LAMEZIA TERME: Abusi sessuali sulle figlie. Coppia lametina a processo

Lui 63 anni, lei 56. Appartamento in pieno centro città. Lei vedova con due figlie, si risposa con questo lui. Una famiglia apparentemente normale. Ma poi si scopre che lui approfitta delle due ragazze che convivono in casa sua con la mamma. Una di loro è minorenne, l’altra disabile mentale.
I carabinieri nello scorso settembre scoprono le violenze consumate in quella casa al di sopra di ogni sospetto. E arrestano la coppia, RUBINO Elena, classe 1960, e SCALERCIO Emilio Giovanni, classe 1953.
Per la coppia il processo è fissato il 7 marzo. Sarà un rito abbreviato davanti al Gup Emma Sonni che, in caso di condanna, permetterà ai due imputati lo sconto di un terzo della pena. Ieri intanto è stata ammessa dal giudice la costituzione di parte civile delle due sorelle che, secondo l’accusa, sono vittime di ripetute violenze tra le mura domestiche. A patrocinarle sarà l’avvocato Anna Moricca. Mentre a difendere la coppia sott’accusa è l’avvocato Fabrizio Falvo.

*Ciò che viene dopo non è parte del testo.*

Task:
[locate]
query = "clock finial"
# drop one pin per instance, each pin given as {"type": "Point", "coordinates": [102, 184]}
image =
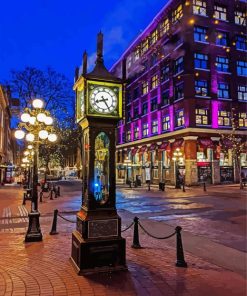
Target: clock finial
{"type": "Point", "coordinates": [99, 48]}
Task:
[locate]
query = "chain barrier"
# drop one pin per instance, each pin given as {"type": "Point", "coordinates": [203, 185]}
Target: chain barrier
{"type": "Point", "coordinates": [153, 236]}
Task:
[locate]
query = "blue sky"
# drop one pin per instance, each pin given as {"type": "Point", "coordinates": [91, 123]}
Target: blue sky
{"type": "Point", "coordinates": [54, 33]}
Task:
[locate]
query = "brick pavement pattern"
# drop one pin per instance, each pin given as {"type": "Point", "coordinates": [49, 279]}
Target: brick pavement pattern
{"type": "Point", "coordinates": [44, 268]}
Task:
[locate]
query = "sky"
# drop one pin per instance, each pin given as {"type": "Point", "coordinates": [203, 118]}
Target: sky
{"type": "Point", "coordinates": [41, 33]}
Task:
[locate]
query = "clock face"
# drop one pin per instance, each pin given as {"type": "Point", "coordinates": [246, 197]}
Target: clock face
{"type": "Point", "coordinates": [103, 100]}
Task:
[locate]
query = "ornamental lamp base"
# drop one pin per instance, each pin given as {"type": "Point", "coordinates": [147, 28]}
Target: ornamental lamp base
{"type": "Point", "coordinates": [33, 233]}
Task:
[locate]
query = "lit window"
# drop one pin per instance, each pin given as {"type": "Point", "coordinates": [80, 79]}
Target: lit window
{"type": "Point", "coordinates": [202, 116]}
{"type": "Point", "coordinates": [179, 91]}
{"type": "Point", "coordinates": [144, 45]}
{"type": "Point", "coordinates": [154, 36]}
{"type": "Point", "coordinates": [201, 88]}
{"type": "Point", "coordinates": [201, 61]}
{"type": "Point", "coordinates": [222, 38]}
{"type": "Point", "coordinates": [224, 118]}
{"type": "Point", "coordinates": [145, 87]}
{"type": "Point", "coordinates": [223, 90]}
{"type": "Point", "coordinates": [155, 127]}
{"type": "Point", "coordinates": [200, 34]}
{"type": "Point", "coordinates": [144, 108]}
{"type": "Point", "coordinates": [136, 132]}
{"type": "Point", "coordinates": [177, 13]}
{"type": "Point", "coordinates": [240, 18]}
{"type": "Point", "coordinates": [220, 12]}
{"type": "Point", "coordinates": [165, 73]}
{"type": "Point", "coordinates": [145, 130]}
{"type": "Point", "coordinates": [166, 123]}
{"type": "Point", "coordinates": [128, 136]}
{"type": "Point", "coordinates": [242, 119]}
{"type": "Point", "coordinates": [154, 104]}
{"type": "Point", "coordinates": [199, 7]}
{"type": "Point", "coordinates": [242, 93]}
{"type": "Point", "coordinates": [164, 27]}
{"type": "Point", "coordinates": [242, 68]}
{"type": "Point", "coordinates": [154, 81]}
{"type": "Point", "coordinates": [165, 98]}
{"type": "Point", "coordinates": [179, 65]}
{"type": "Point", "coordinates": [222, 64]}
{"type": "Point", "coordinates": [179, 118]}
{"type": "Point", "coordinates": [241, 42]}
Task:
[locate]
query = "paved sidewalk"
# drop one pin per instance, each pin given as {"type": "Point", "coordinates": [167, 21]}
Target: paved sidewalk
{"type": "Point", "coordinates": [44, 269]}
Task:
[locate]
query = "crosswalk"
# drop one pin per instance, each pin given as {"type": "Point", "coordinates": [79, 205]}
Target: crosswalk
{"type": "Point", "coordinates": [9, 221]}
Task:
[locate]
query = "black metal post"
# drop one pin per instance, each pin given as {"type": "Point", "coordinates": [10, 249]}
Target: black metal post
{"type": "Point", "coordinates": [136, 243]}
{"type": "Point", "coordinates": [34, 232]}
{"type": "Point", "coordinates": [54, 223]}
{"type": "Point", "coordinates": [180, 253]}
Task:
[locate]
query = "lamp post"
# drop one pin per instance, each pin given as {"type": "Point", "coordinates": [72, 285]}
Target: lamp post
{"type": "Point", "coordinates": [177, 157]}
{"type": "Point", "coordinates": [36, 126]}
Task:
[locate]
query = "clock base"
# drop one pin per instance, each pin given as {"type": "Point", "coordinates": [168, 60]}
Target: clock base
{"type": "Point", "coordinates": [94, 256]}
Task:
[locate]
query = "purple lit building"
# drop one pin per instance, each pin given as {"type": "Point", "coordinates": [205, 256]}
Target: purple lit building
{"type": "Point", "coordinates": [185, 83]}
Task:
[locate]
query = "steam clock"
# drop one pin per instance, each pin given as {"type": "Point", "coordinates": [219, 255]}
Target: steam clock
{"type": "Point", "coordinates": [97, 244]}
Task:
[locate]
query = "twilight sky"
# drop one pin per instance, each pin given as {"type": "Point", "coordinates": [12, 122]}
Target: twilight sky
{"type": "Point", "coordinates": [54, 33]}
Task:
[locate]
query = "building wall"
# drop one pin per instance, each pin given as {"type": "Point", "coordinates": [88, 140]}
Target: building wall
{"type": "Point", "coordinates": [200, 63]}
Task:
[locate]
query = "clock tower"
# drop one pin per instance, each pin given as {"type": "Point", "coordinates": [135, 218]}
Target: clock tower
{"type": "Point", "coordinates": [97, 244]}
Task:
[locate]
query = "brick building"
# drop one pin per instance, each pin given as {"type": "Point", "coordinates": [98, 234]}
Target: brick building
{"type": "Point", "coordinates": [185, 83]}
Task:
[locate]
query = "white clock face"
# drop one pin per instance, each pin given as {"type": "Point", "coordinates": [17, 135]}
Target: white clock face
{"type": "Point", "coordinates": [103, 100]}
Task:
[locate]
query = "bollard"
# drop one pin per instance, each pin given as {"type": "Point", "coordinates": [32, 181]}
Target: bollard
{"type": "Point", "coordinates": [54, 223]}
{"type": "Point", "coordinates": [136, 243]}
{"type": "Point", "coordinates": [180, 253]}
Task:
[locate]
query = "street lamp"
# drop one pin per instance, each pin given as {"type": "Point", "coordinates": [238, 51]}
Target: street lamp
{"type": "Point", "coordinates": [177, 157]}
{"type": "Point", "coordinates": [35, 127]}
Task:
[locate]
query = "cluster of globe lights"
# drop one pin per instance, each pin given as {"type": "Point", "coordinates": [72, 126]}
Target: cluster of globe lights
{"type": "Point", "coordinates": [41, 118]}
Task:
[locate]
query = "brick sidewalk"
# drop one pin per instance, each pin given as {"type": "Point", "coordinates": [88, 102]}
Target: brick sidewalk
{"type": "Point", "coordinates": [44, 269]}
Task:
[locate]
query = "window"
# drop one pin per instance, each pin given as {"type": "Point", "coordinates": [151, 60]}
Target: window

Una delle presunte vittime, la più giovane, ha rivelato agli investigatori d’avere subito le “attenzioni” del patrigno da quando aveva 6 anni. Ha raccontato chq uando è cresciuta un pò è stata anche stuprata nel garage di casa dallo stesso uomo che aveva sposato sua madre. Con un’aggravante: la mamma sapeve e non muoveva un dito.
Il patrigno un giorno in macchina prima approfittò sessualmente della minorenne, poi per non farla parlare le disse: «Tu non servi a niente, e comunque per come sei, così senza padre, la gente ti prenderebbe per pazza perchè lo sanno tutti che sei una poco di buona». Quando questo accadde la presunta vittima aveva meno di 14 anni.

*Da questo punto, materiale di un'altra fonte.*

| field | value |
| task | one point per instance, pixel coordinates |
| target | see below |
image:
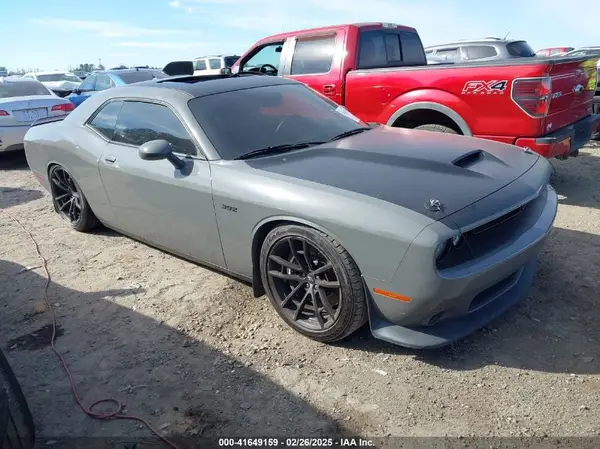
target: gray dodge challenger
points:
(426, 236)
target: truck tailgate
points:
(573, 88)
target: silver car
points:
(22, 101)
(427, 236)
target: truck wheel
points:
(437, 128)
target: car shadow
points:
(13, 160)
(10, 196)
(576, 179)
(185, 388)
(555, 329)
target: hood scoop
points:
(468, 159)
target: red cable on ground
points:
(116, 414)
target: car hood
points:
(61, 85)
(408, 168)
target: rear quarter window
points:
(379, 49)
(520, 49)
(473, 52)
(313, 55)
(106, 118)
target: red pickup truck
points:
(378, 71)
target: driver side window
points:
(269, 54)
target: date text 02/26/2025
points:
(295, 442)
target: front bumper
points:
(565, 141)
(11, 137)
(448, 305)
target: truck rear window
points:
(520, 49)
(378, 49)
(314, 55)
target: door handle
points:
(329, 89)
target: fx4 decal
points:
(493, 87)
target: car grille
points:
(494, 235)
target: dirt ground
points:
(194, 353)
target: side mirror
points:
(157, 150)
(176, 68)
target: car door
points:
(316, 61)
(153, 200)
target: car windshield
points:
(242, 121)
(22, 89)
(141, 75)
(58, 77)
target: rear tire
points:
(437, 128)
(16, 423)
(344, 308)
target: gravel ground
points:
(194, 353)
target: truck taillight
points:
(533, 95)
(65, 107)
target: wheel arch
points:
(259, 234)
(437, 111)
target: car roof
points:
(117, 71)
(283, 36)
(16, 79)
(52, 72)
(200, 86)
(217, 56)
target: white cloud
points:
(106, 28)
(177, 45)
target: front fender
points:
(429, 99)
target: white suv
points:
(212, 65)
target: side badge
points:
(434, 205)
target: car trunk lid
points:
(19, 111)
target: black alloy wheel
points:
(66, 196)
(308, 290)
(313, 283)
(69, 201)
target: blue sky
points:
(58, 33)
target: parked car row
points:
(103, 80)
(22, 102)
(299, 114)
(379, 72)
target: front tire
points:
(69, 201)
(313, 283)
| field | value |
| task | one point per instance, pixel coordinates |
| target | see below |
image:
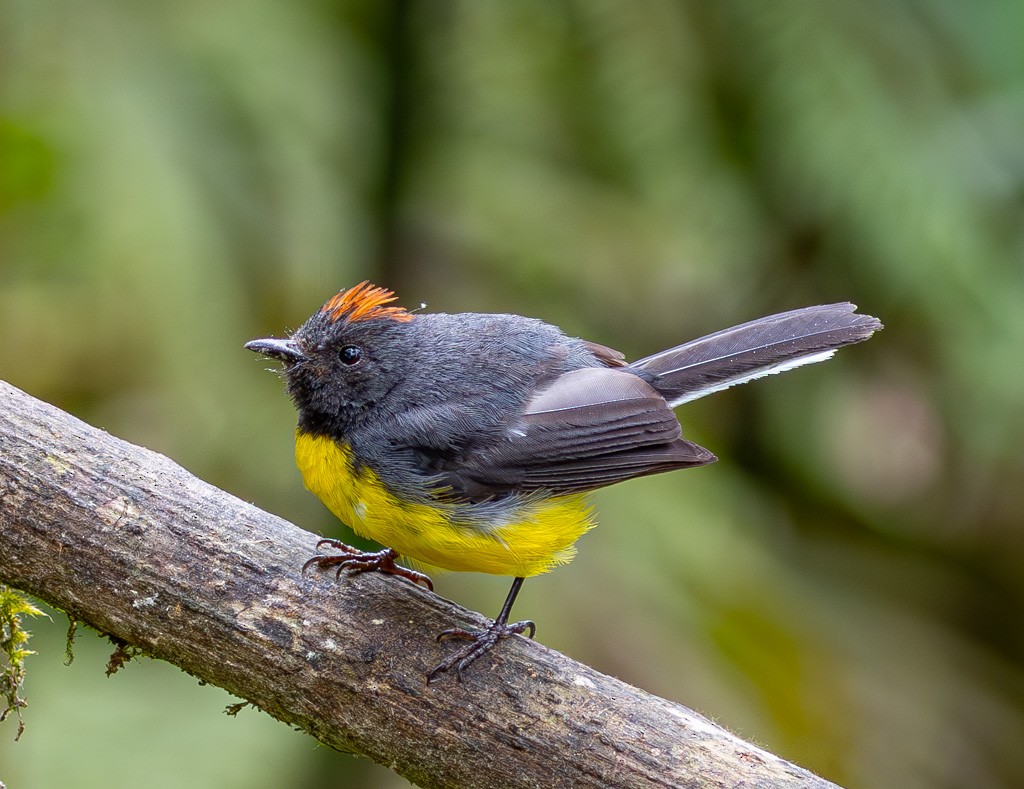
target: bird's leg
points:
(481, 642)
(355, 561)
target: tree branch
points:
(126, 540)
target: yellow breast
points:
(522, 540)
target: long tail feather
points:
(751, 350)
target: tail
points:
(751, 350)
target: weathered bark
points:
(126, 540)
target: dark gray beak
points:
(285, 350)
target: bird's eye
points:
(350, 354)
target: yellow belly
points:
(525, 540)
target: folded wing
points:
(588, 429)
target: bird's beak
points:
(285, 350)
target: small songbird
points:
(468, 441)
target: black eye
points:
(350, 354)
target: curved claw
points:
(356, 561)
(481, 643)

Violenze di tipo sessuale e altri maltrattamenti con schiaffi, calci e pugni l’umputato li avrebbe riservati anche all’altra figliastra trentenne con gravi problemi psichici. Ai maltrattamenti ripetuti dell’uomo, secondo i carabinieri della Compagnia lametina ed i magistrati della procura, collaborava attivamente la moglie. Picchiando, offendndo e umiliando la figlia disabile. Ma neanche lei aveva la forza di reagire, ed era ridotta ad una vittima come la sorellina minore.

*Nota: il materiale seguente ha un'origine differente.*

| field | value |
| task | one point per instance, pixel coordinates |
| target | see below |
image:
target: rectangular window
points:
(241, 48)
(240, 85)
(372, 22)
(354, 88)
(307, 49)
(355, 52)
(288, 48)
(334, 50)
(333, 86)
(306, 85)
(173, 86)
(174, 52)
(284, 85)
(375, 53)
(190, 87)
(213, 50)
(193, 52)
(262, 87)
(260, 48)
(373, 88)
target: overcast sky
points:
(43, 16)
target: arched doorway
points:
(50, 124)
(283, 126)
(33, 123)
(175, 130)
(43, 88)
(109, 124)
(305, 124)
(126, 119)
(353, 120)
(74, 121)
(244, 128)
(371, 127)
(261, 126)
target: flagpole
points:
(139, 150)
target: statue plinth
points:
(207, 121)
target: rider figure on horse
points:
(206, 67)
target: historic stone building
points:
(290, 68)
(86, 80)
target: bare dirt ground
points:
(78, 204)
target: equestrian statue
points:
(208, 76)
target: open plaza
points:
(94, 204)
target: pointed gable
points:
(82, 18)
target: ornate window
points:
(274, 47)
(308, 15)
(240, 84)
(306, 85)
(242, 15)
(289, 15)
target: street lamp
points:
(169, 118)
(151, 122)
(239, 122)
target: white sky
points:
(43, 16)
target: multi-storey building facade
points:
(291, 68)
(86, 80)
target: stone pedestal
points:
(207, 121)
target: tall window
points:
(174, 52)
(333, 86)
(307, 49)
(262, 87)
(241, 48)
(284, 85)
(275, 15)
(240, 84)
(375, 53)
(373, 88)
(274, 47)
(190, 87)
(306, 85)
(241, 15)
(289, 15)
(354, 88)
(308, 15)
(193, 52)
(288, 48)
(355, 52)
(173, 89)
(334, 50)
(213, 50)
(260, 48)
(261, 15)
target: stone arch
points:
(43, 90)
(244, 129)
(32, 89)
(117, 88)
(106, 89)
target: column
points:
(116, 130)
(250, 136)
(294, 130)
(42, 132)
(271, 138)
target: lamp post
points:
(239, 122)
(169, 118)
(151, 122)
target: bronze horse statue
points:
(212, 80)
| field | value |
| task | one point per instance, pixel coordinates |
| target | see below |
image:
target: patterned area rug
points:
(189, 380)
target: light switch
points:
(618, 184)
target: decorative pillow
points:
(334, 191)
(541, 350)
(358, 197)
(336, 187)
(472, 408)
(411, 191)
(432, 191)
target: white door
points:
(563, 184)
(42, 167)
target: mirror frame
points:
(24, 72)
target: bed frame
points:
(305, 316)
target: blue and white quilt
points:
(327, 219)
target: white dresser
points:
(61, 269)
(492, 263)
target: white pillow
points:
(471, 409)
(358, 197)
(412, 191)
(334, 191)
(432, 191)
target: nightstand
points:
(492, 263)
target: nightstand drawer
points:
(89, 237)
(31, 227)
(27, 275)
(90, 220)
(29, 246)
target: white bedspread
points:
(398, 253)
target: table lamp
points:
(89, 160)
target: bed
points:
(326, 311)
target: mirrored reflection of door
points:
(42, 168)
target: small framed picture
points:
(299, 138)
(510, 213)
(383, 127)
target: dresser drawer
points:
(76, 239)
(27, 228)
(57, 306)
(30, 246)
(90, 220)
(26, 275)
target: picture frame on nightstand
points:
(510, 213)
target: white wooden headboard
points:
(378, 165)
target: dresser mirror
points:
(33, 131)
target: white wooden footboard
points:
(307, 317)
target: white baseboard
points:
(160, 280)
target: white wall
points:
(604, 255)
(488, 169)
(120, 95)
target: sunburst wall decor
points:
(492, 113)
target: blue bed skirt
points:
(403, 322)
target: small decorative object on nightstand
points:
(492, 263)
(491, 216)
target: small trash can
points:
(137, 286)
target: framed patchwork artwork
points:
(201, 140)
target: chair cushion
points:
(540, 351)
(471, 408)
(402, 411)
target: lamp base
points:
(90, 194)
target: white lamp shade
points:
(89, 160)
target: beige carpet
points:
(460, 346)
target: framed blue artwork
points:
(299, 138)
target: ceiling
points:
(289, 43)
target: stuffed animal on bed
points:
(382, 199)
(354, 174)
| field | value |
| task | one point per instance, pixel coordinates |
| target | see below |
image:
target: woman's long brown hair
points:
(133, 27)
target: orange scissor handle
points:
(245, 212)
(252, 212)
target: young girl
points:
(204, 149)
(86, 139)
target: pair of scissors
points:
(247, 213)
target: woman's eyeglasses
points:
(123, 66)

In un’intercettazione gli invetigatori hanno sentito la ragazza dire “non ce la faccio più” dopo l’ennesima violenza che avrebbe subito. Episodi che si ripetevano ogni giorno in quella casa degli orrori, tanto che ormai la disabile neanche tentava di opporre resistenza, nè alle violenze dell’uomo nè a quelle della madre. Come tutti i processi con rito abbreviato anche questo sarà a porte chiuse davanti al giudice per l’udienza preliminare tra due settimane. (Gazzetta del Sud – V.le.)